Probation is a very real sentence. Probation puts a defendant under the court’s strict supervision, through a probation officer, for a certain period of time. Most of the time, whether dealing with a felony or misdemeanor case, a probation sentence means you avoid jail time. Many defendants do not take probation seriously, though, and end up having the probation officer file a complaint against them seeking to revoke the probation. If this occurs, you can be assured that the defendant will spend the remainder balance of the probated sentence in jail. A lawyer can represent you at your probation hearing and argue against revocation. Here are a few tips to avoid common pitfalls for defendants on probated sentences.
- Not paying fines. Many defendants are revoked on probation for not paying their court ordered fines and court costs. It is FAR better to pay something than not pay anything at all. The court wants to at least to see an effort. Therefore, make sure you pay something!
- Don’t commit new crimes. This seems like a no-brainer, but it’s probably the most common reason for revocation. Traffic violations generally won’t get you revoked, but other misdemeanors or felonies can. If you are charged with a new crime while on probation, contact an attorney immediately to prepare to fight the revocation!

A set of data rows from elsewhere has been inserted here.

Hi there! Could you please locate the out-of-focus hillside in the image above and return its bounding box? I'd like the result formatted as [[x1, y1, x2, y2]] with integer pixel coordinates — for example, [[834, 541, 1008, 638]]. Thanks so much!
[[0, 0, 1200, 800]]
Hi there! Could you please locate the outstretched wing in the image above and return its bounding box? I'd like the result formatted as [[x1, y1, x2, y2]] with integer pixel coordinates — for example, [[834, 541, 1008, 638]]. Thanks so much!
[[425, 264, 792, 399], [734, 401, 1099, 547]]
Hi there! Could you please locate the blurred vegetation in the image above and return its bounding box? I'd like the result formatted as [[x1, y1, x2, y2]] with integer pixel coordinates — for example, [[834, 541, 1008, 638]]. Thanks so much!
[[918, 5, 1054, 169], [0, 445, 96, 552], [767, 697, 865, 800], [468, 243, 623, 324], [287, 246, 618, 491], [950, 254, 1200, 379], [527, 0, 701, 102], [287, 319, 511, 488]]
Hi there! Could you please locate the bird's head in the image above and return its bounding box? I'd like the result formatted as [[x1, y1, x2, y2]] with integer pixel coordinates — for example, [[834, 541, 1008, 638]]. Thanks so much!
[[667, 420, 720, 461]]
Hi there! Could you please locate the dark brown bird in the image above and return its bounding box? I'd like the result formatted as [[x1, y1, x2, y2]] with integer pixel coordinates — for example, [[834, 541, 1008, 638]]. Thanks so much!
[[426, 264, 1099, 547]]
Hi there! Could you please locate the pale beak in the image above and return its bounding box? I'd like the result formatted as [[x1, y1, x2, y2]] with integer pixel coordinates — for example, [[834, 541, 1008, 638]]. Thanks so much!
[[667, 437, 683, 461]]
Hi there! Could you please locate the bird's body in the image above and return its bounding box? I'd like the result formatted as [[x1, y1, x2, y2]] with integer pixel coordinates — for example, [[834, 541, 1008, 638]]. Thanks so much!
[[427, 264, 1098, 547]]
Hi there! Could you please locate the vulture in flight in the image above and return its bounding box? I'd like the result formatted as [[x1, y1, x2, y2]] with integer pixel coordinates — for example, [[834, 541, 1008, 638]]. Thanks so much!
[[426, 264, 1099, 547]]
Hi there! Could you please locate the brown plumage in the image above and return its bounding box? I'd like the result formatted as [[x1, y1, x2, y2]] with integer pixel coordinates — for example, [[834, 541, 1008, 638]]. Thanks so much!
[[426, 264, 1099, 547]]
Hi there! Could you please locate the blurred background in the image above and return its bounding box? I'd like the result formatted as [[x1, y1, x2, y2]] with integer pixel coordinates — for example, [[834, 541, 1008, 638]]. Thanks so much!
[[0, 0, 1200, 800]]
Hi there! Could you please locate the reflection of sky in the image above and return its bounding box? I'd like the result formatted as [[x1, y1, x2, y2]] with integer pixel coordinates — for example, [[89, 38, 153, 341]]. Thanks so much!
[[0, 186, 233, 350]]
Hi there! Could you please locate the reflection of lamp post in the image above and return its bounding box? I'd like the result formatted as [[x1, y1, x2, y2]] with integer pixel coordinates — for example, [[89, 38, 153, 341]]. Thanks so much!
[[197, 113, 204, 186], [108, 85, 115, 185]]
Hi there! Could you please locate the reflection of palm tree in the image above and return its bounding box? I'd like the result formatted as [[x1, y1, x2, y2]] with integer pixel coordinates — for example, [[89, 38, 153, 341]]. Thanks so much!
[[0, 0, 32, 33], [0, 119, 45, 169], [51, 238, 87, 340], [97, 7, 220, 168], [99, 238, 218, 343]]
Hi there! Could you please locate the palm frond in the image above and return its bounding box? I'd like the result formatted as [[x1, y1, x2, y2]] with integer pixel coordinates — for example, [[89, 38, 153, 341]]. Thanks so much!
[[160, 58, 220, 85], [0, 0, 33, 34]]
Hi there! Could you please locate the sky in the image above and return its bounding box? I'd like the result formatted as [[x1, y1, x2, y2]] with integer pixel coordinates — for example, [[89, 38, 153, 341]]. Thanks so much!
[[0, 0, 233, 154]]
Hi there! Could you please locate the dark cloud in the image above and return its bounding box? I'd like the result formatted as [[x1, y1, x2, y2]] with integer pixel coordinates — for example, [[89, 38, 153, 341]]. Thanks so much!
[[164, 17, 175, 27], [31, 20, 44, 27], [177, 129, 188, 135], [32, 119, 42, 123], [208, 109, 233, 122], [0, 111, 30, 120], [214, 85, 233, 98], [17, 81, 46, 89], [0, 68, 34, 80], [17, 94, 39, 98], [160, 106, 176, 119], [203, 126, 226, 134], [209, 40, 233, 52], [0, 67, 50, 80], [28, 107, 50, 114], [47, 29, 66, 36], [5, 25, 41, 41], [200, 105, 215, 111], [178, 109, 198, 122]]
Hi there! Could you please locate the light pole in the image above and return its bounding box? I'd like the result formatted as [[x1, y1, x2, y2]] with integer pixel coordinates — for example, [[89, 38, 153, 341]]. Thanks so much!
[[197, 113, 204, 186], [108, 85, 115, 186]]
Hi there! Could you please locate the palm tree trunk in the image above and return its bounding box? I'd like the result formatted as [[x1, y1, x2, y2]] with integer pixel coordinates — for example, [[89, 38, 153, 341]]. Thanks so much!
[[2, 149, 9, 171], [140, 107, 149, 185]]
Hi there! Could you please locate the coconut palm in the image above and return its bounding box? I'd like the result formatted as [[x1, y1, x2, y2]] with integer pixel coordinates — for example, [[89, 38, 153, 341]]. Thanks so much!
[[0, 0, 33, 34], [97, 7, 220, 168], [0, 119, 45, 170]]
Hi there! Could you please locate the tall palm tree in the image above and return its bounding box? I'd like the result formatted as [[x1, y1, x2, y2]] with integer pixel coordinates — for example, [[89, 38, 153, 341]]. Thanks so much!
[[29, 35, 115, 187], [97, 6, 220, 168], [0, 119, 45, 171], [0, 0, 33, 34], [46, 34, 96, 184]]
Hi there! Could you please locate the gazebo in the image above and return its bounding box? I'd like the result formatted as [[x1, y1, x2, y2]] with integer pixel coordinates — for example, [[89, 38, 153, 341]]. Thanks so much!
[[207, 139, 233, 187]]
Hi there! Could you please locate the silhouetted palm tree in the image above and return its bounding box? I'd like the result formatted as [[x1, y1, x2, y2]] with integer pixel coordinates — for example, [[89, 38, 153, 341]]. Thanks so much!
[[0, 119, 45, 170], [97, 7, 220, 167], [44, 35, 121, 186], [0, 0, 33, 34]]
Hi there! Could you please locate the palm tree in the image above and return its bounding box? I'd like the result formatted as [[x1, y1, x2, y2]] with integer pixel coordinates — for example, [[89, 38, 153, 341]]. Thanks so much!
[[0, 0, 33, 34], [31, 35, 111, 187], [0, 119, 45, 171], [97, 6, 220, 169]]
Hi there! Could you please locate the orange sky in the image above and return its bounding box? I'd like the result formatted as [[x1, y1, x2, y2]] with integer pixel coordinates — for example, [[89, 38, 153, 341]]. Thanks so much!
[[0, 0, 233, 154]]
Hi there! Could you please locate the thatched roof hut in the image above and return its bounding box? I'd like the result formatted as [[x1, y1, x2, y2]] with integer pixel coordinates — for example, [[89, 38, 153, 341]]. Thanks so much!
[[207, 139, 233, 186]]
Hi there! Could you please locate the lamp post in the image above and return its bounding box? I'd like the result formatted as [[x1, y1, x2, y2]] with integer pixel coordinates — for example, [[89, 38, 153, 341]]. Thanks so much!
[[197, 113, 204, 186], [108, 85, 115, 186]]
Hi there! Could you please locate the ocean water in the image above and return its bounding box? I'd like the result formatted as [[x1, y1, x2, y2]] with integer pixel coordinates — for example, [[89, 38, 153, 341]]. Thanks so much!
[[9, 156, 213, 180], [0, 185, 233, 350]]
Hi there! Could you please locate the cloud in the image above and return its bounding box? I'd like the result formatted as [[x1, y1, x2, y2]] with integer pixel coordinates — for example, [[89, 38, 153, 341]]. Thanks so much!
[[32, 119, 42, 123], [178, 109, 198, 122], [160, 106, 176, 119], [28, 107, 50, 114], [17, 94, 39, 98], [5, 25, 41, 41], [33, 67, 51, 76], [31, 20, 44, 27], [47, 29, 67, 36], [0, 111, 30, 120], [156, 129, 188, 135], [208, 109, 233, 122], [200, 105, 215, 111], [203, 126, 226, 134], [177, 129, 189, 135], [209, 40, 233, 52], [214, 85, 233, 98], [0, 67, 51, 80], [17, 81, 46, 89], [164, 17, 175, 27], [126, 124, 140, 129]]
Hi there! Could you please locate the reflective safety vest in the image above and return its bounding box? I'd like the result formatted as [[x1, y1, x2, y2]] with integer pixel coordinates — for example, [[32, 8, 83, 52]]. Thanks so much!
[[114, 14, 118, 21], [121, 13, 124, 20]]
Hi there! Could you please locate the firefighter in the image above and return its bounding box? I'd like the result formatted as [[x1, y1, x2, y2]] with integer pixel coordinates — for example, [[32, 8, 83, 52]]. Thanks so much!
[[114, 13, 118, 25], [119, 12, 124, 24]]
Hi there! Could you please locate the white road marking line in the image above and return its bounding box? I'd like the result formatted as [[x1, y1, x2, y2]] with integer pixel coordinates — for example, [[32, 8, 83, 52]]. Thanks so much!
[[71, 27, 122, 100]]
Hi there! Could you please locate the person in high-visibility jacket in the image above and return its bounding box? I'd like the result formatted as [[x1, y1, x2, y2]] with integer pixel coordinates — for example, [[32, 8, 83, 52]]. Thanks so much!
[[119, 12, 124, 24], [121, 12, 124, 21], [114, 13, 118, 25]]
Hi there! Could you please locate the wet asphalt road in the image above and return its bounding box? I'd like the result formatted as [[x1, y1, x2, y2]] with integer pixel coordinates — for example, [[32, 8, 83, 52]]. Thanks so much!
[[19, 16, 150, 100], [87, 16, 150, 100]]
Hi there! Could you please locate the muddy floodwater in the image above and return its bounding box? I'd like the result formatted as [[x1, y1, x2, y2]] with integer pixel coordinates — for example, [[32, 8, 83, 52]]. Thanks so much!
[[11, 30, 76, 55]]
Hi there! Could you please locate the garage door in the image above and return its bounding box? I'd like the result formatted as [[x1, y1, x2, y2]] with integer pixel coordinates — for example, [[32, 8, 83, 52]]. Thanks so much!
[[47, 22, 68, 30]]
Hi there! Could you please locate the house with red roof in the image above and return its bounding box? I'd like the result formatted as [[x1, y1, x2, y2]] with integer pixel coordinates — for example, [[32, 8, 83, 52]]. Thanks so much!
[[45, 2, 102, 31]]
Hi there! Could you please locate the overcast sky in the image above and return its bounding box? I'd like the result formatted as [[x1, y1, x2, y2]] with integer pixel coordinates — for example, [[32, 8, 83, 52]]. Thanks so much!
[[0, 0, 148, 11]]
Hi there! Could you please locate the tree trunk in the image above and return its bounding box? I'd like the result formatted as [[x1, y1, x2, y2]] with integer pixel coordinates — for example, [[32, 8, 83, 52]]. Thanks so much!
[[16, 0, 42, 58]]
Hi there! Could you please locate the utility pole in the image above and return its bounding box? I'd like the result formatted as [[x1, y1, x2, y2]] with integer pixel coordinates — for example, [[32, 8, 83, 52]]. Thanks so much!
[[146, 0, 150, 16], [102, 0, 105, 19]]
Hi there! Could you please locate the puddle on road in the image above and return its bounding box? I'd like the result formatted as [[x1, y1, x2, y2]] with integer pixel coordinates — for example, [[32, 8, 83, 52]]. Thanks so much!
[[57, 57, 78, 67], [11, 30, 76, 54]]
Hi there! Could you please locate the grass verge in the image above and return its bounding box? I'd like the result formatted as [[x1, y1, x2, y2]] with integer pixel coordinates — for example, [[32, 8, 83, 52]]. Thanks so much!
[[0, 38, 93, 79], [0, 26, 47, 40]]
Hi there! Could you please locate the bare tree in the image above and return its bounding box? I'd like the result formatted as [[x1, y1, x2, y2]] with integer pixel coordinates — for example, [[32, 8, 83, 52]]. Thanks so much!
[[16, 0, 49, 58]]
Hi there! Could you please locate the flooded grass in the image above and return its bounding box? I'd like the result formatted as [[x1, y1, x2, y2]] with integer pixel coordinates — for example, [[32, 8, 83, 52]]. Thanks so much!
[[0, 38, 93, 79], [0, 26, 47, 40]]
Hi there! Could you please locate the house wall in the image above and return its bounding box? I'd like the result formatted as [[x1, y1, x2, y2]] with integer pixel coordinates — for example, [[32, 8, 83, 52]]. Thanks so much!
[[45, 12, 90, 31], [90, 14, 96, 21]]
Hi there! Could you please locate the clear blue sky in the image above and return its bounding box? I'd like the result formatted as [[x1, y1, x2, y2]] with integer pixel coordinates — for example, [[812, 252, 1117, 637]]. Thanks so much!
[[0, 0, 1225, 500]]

- Report to probation! Don’t miss your probation meetings. Probation officers are busy folks and the more you comply with probation, the more likely they are going to treat you favorably. No matter how bad things get in your life, always make sure you communicate with your probation officer and let them know what’s going on. Often times, they may have solutions to those problems.
District attorneys often try to use probation revocation hearings BEFORE a trial on new allegations. The standard of proof is only a preponderance of the evidence! That’s the same as the civil court standard of “more likely than not" versus the much heavier criminal standard of “beyond a reasonable doubt." Don’t be railroaded by this tactic!
Finally, defendants are often arrested on a probation revocation warrant requested by the probation officer. A defense attorney can seek a probation bond. If granted, this will prevent you from sitting in jail for weeks or months at a time waiting for a probation revocation hearing. An attorney can often force the State to schedule the hearing.